The upper panels represent the survival curves on either active treatment or water. The lower panels represent SBP (lower bars: left scale) and HR (upper lines: right scale), measured between 8 and 24 weeks. Data are expressed as mean ±SEM. Numbers within the bars indicate the number of living mice studied at each time of measurement. A Survival comparison between hydralazine and water, and between the association hydralazine-celiprolol and water. Kaplan-Meier Survival curve (orange curve) for comparing Col3a1^+/G182R treated with hydralazine (n = 17) to Col3a1^+/G182R treated with water (n = 36). Insignificant difference is calculated using Log-Rank (Mantel-Cox) analysis (p = 0.1358). Kaplan-Meier Survival curve (green curve) for comparing Col3a1^+/G182R treated with hydralazine-celiprolol (n = 16) to Col3a1^+/G182R treated with water (n = 36). Insignificant difference is calculated using Log-Rank (Mantel-Cox) analysis (p = 0.8477). B SBP and HR comparison between hydralazine and water, and between the association hydralazine-celiprolol and water. No significant decrease of SBP was observed and significant decrease of HR (student t-test, p<0.05 from 12 weeks) was observed between hydralazine treated and water groups. SBP and HR were not changed by hydralazine-celiprolol (student t-test, p>0.05 throughout the follow-up period).

Fig 9. Consequences of on- and off-treatment by losartan.

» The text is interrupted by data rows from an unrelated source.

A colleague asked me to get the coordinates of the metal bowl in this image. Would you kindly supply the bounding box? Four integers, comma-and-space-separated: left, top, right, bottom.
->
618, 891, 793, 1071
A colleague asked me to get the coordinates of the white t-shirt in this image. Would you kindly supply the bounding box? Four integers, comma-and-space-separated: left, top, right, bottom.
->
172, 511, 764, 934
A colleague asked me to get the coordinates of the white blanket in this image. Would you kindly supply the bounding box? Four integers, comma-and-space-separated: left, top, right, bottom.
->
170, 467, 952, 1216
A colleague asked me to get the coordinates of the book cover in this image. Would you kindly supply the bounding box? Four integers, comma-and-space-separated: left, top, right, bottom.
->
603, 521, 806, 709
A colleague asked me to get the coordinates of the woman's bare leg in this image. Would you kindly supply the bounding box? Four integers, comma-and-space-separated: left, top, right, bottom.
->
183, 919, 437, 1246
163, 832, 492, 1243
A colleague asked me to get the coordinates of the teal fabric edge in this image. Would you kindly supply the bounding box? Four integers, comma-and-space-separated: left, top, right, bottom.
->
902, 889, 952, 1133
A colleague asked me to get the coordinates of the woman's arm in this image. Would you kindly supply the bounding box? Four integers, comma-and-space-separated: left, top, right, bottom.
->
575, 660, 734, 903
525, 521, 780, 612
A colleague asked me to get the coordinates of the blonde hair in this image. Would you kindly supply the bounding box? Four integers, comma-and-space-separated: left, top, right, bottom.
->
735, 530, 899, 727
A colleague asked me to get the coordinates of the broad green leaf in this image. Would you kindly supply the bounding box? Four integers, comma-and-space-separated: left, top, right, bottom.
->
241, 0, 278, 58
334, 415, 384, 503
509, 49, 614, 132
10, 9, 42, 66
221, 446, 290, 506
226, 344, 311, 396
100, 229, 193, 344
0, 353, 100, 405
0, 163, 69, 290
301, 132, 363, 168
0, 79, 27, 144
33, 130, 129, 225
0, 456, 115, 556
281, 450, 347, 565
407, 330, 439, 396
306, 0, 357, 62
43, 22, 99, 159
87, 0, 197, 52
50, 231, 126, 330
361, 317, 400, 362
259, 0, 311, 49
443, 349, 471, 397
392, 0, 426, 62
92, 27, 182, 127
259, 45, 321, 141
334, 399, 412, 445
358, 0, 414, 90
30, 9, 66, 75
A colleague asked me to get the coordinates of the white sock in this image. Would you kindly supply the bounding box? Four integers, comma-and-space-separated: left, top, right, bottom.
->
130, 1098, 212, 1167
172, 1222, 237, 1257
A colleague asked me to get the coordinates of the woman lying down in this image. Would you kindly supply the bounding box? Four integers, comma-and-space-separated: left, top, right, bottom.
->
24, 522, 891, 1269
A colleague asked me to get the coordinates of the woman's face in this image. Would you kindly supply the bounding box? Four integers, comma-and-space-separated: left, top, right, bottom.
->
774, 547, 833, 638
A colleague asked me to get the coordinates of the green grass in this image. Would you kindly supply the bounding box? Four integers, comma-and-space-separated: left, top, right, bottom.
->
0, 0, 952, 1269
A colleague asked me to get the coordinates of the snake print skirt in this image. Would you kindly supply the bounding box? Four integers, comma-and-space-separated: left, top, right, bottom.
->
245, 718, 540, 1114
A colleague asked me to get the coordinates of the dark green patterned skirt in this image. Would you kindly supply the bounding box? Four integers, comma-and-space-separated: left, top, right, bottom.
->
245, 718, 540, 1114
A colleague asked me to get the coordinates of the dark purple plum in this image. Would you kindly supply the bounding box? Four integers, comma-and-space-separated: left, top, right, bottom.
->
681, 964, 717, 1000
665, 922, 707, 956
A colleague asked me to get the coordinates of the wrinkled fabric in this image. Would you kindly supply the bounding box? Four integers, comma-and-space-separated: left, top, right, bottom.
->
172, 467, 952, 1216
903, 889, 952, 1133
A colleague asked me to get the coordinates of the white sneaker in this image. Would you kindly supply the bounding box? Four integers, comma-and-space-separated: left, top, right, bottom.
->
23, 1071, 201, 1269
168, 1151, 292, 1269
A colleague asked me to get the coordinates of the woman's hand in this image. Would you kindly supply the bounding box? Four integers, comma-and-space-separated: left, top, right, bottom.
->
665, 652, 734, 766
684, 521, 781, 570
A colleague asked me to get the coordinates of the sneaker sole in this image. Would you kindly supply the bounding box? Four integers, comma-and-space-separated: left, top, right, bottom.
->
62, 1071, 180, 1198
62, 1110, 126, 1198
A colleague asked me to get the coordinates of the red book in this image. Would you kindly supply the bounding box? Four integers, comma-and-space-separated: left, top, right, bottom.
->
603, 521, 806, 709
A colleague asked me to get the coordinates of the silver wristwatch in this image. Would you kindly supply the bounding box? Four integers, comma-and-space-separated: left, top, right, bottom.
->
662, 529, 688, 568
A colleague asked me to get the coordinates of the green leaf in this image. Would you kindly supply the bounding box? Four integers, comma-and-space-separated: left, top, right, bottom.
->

The upper panels represent the survival curves on either active treatment or water. The lower panels represent SBP (lower bars: left scale) and HR (upper lines: right scale), measured between 8 and 24 weeks. Data are expressed as mean ±SEM. Numbers within the bars indicate the number of living mice studied at each time of measurement. A Comparison between losartan started in pregnant mothers and water. Kaplan-Meier Survival curves for comparing Col3a1^+/G182R mice (n = 20) with a 24-week period of losartan followed by a 24-week washout period and Col3a1^+/G182R (n = 8) with no treatment. Significant difference in mortality in treated mice (18% mortality at 24 weeks) compared to the untreated group (63% mortality at 24 weeks) is calculated using Log-Rank (Mantel-Cox) analysis (p = 0.0207) at the end of the 24-week treatment. When the administration of losartan was stopped, an important increased mortality was observed and survival rates at 48 weeks of age were comparable between the 2 groups of mice (41% vs 38%, p = 0.4150). B-C Comparison between losartan started at weaning and water. B SBP was significantly changed by losartan (student t-test, p<0.05 at 24 weeks of the follow-up period) and HR was not changed by losartan (student t-test, p>0.05 throughout the follow-up period). C Kaplan-Meier Survival curve for comparing Col3a1^+/G182R treated with Losartan started at age 4 weeks (n = 13) to Col3a1^+/G182R treated with water (n = 8). Losartan significantly improve the survival using Log-Rank (Mantel-Cox) analysis (p = 0.0031). D Kaplan-Meier Survival curve for comparing Col3a1^+/+ (n = 9, doted curve) to Col3a1^+/G182R (n = solid curve) male mice with Angiotensin II infusion (0.5 μg/kg/min). Significant difference is calculated using Log-Rank (Mantel-Cox) analysis (p<0.0001).